Isso não significa que um artista vivo não seja mais necessário. Pelo contrário: quanto mais forte a ferramenta na automatização do trabalho rotineiro, mais óbvio fica o valor de uma pessoa que sabe selecionar, editar e montar um estilo coeso a partir de templates. Em essência, a IA aqui é mais próxima de geração procedural do que a um criador independente.
Por que os estúdios não vão recusar
O principal argumento dos apoiadores da IA no desenvolvimento de jogos não depende de hype, mas da economia da produção.

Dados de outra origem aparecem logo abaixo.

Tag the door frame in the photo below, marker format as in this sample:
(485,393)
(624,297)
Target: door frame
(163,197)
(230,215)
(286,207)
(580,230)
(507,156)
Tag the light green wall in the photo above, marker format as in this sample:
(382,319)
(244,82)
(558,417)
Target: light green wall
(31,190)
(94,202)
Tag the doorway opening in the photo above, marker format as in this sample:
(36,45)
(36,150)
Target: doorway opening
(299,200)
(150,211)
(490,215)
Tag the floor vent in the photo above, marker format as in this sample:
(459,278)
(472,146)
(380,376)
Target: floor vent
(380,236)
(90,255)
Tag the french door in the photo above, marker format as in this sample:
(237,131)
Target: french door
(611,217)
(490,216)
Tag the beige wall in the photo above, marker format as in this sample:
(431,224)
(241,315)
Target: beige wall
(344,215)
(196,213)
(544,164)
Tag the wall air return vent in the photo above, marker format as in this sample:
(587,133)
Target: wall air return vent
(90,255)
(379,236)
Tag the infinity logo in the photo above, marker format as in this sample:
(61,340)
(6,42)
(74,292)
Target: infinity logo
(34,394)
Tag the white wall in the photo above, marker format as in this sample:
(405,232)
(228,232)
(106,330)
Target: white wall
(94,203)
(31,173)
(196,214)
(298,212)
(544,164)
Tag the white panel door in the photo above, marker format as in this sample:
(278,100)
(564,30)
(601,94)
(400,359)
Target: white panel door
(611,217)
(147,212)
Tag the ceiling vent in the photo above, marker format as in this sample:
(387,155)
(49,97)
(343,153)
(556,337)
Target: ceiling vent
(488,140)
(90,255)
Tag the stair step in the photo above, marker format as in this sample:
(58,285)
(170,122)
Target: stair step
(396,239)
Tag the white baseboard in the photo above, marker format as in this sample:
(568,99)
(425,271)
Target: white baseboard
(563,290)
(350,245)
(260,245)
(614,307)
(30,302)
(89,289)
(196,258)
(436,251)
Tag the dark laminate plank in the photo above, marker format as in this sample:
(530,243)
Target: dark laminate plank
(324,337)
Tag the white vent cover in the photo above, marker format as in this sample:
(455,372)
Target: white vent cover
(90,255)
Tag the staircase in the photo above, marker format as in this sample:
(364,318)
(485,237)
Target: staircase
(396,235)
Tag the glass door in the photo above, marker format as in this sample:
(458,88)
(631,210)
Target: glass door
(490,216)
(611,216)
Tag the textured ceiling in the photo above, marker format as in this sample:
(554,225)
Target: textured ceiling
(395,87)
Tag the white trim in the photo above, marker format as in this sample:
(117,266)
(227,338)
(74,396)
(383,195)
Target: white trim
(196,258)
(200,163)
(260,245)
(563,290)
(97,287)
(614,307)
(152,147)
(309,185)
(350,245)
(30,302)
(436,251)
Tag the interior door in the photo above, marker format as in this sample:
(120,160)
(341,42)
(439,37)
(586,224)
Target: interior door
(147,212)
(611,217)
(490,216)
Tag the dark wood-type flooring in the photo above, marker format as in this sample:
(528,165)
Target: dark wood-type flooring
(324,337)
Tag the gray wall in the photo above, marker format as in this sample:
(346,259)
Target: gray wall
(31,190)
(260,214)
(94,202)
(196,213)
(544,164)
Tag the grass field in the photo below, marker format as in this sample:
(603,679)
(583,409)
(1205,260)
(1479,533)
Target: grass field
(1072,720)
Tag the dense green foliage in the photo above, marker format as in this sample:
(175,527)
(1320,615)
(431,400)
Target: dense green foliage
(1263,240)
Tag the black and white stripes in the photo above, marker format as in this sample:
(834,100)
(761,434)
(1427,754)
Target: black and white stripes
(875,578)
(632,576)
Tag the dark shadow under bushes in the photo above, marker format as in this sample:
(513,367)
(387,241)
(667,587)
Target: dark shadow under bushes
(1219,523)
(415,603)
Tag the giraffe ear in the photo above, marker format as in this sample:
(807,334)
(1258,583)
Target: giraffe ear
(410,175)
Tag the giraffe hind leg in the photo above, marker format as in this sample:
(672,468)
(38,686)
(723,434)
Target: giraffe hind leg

O desenvolvimento AAA fica mais caro a cada ano, os ciclos de desenvolvimento crescem e as expectativas dos jogadores aumentam. Se essas ferramentas fossem completamente removidas do pipeline, os grandes jogos sairiam ainda mais lentamente.
O autor vincula diretamente isso ao risco para toda a indústria: quanto mais longa e cara fica a produção, menos dispostos os estúdios estão a experimentar e mais cuidadosamente selecionam quais projetos valem a pena lançar. Há também um nível mais prático de utilidade — prototipagem. O artigo dá um exemplo onde o modelo Qwen montou um protótipo de jogo em uma hora, quando um humano teria gasto uma semana em uma quantidade de trabalho comparável.
Mesmo que tal resultado fique aquém da qualidade final, isso acelera dramaticamente a validação de ideias. Para uma equipe, isso significa menos tempo em montagem bruta e mais tempo em design, equilíbrio e polimento. É por isso que para muitos estúdios a pergunta não soa mais como "precisamos de IA em tudo", mas sim "onde está a linha entre automação útil e trabalho mal feito."
O que isso significa
A disputa em torno da IA em jogos provavelmente não desaparecerá, mas a própria tecnologia já se estabeleceu na produção como uma forma de acelerar localização, protótipos e algumas tarefas rotineiras. Para a indústria, a questão-chave agora não é uma proibição completa, mas regras transparentes de uso: onde as redes neurais ajudam a equipe e onde começam a substituir qualidade por sucedâneos baratos. Os vencedores não serão aqueles que rejeitam a IA mais alto, mas aqueles que aprendem a usá-la com cuidado e honestidade.